Let’s tackle the exciting history of the filibuster. Until the 20th century, the filibuster was a rare tool used by politicians to delay a bills progress by forcing more debate to occur. A Senator needed to be speaking on the floor for the entire time, and when he collapsed of exhaustion, the filibuster ended. In 1917, Woodrow Wilson urged the Senate to adopt a motion to be used to close debate–cloture, requiring a two-thirds majority to end filibusters or debate. In 1975, the filibuster was changed to allow other business to come to the floor during a filibuster, which no longer required senators to speak while filibustering. As politics from 1975 onward became even more hyper partisan, the filibuster’s use continued to grow, and now it has culminated to the great obstructionist being it is today.

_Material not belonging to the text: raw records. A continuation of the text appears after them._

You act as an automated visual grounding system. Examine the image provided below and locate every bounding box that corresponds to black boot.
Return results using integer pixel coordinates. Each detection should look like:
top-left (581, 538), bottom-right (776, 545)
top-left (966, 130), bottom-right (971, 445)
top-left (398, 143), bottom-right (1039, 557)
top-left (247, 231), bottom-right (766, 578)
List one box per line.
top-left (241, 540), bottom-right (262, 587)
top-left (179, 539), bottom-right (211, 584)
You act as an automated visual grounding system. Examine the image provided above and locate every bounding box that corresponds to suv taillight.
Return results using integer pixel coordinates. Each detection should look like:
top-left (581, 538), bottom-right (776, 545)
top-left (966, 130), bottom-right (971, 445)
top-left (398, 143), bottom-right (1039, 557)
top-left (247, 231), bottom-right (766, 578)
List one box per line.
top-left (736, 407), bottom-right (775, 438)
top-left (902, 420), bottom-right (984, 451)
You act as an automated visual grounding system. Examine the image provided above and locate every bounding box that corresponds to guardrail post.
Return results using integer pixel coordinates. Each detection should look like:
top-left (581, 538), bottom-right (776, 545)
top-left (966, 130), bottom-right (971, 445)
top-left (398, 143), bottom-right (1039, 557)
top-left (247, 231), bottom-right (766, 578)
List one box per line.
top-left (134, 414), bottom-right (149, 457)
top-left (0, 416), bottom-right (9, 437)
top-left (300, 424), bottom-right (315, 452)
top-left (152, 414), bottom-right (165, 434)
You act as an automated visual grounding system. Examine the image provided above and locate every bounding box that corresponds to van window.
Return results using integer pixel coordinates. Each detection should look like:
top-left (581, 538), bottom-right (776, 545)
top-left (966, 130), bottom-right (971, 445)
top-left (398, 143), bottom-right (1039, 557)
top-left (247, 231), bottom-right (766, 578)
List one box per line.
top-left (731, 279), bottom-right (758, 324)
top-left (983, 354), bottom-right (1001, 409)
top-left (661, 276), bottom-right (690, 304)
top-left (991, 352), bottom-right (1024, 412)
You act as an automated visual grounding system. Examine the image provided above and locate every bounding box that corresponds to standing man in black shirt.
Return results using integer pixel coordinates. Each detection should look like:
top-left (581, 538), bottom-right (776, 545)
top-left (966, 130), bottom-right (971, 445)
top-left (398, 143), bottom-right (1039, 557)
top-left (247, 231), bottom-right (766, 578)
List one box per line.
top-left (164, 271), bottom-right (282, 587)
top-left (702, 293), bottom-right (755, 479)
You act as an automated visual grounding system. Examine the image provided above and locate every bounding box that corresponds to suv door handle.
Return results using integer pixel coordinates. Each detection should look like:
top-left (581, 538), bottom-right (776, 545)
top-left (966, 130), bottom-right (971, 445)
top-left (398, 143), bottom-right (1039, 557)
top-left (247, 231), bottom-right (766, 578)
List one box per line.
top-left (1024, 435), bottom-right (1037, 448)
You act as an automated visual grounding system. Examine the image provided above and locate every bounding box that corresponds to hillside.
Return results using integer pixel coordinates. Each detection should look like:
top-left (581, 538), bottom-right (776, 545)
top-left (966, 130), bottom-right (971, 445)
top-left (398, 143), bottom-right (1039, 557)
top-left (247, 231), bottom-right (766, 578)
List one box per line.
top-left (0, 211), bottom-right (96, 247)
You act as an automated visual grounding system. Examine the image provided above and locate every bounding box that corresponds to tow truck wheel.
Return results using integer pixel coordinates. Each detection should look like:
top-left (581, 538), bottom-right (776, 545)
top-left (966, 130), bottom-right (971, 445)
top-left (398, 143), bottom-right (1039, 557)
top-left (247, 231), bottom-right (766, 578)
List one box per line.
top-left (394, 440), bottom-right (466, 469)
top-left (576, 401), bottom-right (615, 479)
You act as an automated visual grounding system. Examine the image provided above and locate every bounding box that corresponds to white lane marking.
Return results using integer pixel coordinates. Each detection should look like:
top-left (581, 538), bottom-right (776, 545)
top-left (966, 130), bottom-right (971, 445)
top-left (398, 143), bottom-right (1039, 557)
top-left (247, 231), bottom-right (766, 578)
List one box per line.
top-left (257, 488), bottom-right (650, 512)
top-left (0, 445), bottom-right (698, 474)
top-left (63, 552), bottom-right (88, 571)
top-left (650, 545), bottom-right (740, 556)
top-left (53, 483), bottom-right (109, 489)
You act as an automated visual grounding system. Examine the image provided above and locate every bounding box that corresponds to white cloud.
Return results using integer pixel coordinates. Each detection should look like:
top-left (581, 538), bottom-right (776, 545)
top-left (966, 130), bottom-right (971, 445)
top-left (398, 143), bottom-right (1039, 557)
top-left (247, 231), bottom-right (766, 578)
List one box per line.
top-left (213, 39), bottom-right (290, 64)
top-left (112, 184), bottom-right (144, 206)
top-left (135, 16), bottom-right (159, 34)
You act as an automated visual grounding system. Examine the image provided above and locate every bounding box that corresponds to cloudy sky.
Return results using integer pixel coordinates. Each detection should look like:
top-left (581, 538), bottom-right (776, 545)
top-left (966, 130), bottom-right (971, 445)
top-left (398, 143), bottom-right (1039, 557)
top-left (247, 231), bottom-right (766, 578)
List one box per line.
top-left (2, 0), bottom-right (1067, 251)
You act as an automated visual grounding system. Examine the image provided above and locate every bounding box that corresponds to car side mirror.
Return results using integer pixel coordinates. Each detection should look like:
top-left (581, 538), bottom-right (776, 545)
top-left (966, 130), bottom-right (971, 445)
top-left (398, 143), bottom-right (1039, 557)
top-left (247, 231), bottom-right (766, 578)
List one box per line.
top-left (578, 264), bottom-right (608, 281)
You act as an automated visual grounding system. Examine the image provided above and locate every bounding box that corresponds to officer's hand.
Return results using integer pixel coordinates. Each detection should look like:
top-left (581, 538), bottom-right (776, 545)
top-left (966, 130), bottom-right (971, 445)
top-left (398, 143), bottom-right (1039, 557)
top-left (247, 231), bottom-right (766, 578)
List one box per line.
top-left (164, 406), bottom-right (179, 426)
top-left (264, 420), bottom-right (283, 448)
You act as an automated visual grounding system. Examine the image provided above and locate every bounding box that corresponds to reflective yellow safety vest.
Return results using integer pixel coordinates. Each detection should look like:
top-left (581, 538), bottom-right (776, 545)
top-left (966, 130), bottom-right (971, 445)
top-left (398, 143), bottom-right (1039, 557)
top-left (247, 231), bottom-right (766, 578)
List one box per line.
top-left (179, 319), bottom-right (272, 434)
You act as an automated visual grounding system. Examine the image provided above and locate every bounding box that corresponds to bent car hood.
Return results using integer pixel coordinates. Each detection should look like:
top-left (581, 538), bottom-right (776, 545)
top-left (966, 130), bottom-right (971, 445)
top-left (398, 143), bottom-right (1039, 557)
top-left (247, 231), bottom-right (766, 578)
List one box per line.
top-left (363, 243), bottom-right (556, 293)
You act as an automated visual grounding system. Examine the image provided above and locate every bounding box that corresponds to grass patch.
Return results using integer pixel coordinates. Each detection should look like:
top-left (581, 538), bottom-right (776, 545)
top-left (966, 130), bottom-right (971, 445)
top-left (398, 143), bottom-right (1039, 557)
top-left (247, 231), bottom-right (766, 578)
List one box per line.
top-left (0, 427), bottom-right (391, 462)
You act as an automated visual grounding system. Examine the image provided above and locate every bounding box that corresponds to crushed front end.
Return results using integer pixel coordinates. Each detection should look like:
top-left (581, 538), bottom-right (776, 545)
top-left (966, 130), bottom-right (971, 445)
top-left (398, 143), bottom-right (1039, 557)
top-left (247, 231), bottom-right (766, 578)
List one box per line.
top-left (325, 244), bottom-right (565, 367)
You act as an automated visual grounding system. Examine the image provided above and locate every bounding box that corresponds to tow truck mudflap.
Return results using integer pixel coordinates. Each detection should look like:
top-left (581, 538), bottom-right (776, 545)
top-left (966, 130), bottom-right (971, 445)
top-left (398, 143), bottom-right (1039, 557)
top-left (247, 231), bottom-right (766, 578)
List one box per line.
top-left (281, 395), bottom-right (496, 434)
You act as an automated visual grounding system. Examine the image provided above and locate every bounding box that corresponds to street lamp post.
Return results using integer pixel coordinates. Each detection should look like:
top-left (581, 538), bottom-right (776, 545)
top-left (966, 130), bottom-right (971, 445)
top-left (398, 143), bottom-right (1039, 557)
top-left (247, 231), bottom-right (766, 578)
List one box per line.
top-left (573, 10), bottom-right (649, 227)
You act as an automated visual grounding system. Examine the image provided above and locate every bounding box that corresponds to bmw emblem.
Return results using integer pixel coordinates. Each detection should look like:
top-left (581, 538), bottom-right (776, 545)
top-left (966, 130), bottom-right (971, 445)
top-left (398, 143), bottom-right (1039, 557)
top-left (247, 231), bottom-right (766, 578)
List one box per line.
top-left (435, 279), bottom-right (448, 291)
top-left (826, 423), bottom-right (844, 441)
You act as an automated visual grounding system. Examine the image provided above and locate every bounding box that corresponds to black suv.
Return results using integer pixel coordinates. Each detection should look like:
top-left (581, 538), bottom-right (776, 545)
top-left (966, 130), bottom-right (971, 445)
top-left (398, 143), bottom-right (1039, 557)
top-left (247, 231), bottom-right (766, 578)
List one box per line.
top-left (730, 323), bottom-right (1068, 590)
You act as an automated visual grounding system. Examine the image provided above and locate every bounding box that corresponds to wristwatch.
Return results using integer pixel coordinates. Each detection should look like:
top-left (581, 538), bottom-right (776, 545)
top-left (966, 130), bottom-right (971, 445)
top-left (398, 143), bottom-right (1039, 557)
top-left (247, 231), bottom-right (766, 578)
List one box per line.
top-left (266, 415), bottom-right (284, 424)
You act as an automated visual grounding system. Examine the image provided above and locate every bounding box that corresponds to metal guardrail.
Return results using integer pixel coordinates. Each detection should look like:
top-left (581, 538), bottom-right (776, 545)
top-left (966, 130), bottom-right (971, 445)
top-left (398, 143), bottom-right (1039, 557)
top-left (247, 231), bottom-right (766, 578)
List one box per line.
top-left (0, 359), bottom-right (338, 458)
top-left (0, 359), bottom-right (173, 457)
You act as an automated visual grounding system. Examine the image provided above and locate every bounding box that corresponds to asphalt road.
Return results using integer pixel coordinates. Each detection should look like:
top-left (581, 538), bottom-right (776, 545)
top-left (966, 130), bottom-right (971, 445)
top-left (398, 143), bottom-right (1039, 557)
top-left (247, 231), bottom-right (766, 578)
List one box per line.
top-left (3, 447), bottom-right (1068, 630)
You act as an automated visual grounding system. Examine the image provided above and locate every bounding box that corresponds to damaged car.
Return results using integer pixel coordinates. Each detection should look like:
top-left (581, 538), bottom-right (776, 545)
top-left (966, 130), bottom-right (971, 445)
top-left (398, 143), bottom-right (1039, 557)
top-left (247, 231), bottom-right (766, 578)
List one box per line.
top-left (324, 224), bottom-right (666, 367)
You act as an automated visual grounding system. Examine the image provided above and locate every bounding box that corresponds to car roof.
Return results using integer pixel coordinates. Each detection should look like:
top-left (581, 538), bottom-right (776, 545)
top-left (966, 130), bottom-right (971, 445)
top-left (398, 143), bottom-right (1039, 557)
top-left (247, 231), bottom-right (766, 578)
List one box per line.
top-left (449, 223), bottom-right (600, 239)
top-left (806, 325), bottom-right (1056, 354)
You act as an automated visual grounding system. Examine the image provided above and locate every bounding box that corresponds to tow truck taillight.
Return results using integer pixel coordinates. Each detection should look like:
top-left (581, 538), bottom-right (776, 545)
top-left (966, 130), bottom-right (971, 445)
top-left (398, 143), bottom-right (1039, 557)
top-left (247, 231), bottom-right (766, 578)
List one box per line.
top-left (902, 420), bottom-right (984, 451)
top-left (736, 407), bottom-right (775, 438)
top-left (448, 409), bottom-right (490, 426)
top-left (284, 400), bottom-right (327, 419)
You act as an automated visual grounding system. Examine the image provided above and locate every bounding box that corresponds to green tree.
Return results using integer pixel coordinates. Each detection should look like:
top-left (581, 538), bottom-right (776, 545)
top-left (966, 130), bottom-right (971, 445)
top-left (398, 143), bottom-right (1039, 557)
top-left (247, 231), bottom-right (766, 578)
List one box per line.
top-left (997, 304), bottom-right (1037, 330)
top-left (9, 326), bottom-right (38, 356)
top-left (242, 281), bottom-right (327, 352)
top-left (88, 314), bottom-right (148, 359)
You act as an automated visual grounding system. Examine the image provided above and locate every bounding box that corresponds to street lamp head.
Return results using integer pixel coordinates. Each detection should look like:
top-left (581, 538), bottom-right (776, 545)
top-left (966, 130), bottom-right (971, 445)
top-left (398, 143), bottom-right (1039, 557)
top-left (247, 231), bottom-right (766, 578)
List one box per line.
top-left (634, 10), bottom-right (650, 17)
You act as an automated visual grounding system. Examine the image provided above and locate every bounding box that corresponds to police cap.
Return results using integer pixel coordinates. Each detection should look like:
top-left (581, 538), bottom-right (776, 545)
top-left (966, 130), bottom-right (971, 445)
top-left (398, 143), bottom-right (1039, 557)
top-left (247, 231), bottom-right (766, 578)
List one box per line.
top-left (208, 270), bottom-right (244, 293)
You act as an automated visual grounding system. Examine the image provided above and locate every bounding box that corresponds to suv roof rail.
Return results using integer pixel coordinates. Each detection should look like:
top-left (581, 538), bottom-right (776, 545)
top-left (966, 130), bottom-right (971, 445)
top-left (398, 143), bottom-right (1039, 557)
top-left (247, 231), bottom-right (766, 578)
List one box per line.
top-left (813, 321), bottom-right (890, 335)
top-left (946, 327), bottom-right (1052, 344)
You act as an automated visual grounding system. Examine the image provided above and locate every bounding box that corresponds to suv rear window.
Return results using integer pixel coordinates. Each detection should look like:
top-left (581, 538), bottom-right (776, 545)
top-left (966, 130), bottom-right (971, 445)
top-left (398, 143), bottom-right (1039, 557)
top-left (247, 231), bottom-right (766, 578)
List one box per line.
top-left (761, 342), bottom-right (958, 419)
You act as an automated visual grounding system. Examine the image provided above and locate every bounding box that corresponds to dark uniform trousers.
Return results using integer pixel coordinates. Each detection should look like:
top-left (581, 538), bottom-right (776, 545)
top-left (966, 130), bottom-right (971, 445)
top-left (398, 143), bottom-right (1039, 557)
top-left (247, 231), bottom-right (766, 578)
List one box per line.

Little known is that the Senate is allowed to change any of its procedural rules by simple majority on the first day of a new session (every 2 years). The Democratic majority in the Senate was discussing eliminating the filibuster at the start of the 2013 session to move legislation from its turtle’s crawl pace, but he opted instead for a “verbal agreement” from senate minority leader Mitch McConnell that they would use the filibuster less indiscriminately and try to compromise more, in return for Republicans being allowed to offer more amendments on bills. Didn’t exactly work out that way.

I like Reid for the most part, and I get his thinking despite how seemingly backwards it is. Reid, like any good majority leader, was thinking of the possibility that a gerrymandered House and a Republican storming of the white house and senate would put the Democrats at the whim of their colleagues. The filibuster seems awful until your party is in the minority. He also knows that even if bills can once again pass by simple majority in the Senate, that they would be DOA in the Republican led house. So even though nothing substantial can pass the senate, it doesn’t take a genius to see his calculation.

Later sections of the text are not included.